OKRENT: In the long run the new media are only for the good - if you believe that easier dissemination and speedier dissemination and a wider dissemination of information is a democratic good. Now, it's down the road a bit before we all have our receiving tablets that are going to make all this possible, but even in the short term the library without walls - the Internet - gives scholars and students access to a far, far wider world of research materials than any library could assemble. And when we move to broadband, the ability to use the Internet as a broadcasting device for live performance or live lecture or live information, how can it be anything but good?

ER: Well, you are certainly a believer. Did you convert yourself or did you get seduced?

OKRENT: Well, I think my mind was open and what I saw on the Internet before I spent a lot of time working on it was seductive. "Seduced" is a good word. Here's this amazingly powerful medium, goes places and does things that have never been done before, but, I thought, it's totally out of control. It's upside down. It's an inverted model, by which I mean the following: As an editor, what I've done in my entire career - and what every editor does, whether in print or broadcast - is to take all the information in the world and throw out that which is stupid, boring, irrelevant or outdated and give the reader or the viewer only that which matters. We editors cull the crap out and provide - presumably - the value. The Internet is upside down. It's an inverted funnel. The consumer wanders out into the Internet and it's filled with this huge floating mass of flotsam and jetsam of a culture, some of which is true, some of which is not; some of which is scandalous, some of which is not; some of which is hideously out of date, some of which is not. And it is undifferentiated. So I saw that, before I moved into the business full-time, as being more of a threat - more of a problem than a solution, a world in which there's no distinction between good information and bad information. Since I've been in it, what I am trying to do with my colleagues both here and in other companies is to push the valuable information forward, to create a distinction between Joe's Anonymous News Store and Time Online. Give people value. Give that which matters. Sort out the world for them. Just deliver it through this new delivery medium.
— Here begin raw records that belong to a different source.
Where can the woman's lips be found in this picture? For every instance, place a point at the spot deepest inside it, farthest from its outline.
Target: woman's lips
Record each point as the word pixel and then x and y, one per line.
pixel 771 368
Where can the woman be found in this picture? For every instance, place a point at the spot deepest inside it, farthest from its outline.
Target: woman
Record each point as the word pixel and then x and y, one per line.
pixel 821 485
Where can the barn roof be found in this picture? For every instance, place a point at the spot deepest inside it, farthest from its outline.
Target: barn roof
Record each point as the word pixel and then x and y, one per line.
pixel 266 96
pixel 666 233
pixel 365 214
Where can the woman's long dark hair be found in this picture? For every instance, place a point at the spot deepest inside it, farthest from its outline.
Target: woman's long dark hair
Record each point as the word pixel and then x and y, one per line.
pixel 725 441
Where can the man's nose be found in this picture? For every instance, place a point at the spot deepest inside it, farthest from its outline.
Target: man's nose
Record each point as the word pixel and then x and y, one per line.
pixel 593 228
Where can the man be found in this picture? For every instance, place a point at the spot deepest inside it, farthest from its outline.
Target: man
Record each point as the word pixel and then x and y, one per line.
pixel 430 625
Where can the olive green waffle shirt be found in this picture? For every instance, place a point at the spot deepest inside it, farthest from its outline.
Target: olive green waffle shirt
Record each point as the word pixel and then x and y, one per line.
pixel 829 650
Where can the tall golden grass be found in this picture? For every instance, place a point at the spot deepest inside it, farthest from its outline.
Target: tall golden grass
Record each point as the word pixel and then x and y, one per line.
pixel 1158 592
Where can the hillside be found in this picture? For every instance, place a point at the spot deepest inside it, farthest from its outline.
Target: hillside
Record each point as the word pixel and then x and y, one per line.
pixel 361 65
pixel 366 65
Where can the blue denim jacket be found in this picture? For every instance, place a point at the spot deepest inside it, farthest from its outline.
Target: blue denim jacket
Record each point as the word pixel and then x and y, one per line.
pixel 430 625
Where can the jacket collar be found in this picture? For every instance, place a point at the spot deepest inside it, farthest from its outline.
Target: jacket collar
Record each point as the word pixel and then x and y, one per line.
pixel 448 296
ER: How do you feel about the rhetoric popular among many Net folks - that the Net is wonderful precisely because every man and woman is a publisher?

OKRENT: Every man having a voice is a virtue, but there's a difference between speaking and saying something worth listening to. The more voices you hear, the more it will be necessary in the cacophony for some voices to be clear, stately and reliable.

ER: Continuing to think about colleges and universities, do you think that the brand names they carry are somehow analogous to the brand names that you folks in publishing carry?

OKRENT: I hope so. I hope so. To us as a business it's really, really important that that which comes out under the name Fortune reflect well on the 67 years of credibility that Fortune has built up. We don't dare sully that. And I presume at a university if you're at Harvard Medical School and you're going to do a Harvard Medical School Health Letter on the Internet, you are extremely concerned that the information not in any way sully the meaning of the name, and are extremely determined that it be of a quality that is commensurate with the institution's reputation. Ultimately, quality and reputation are everything, whether in publishing or higher education or anywhere else.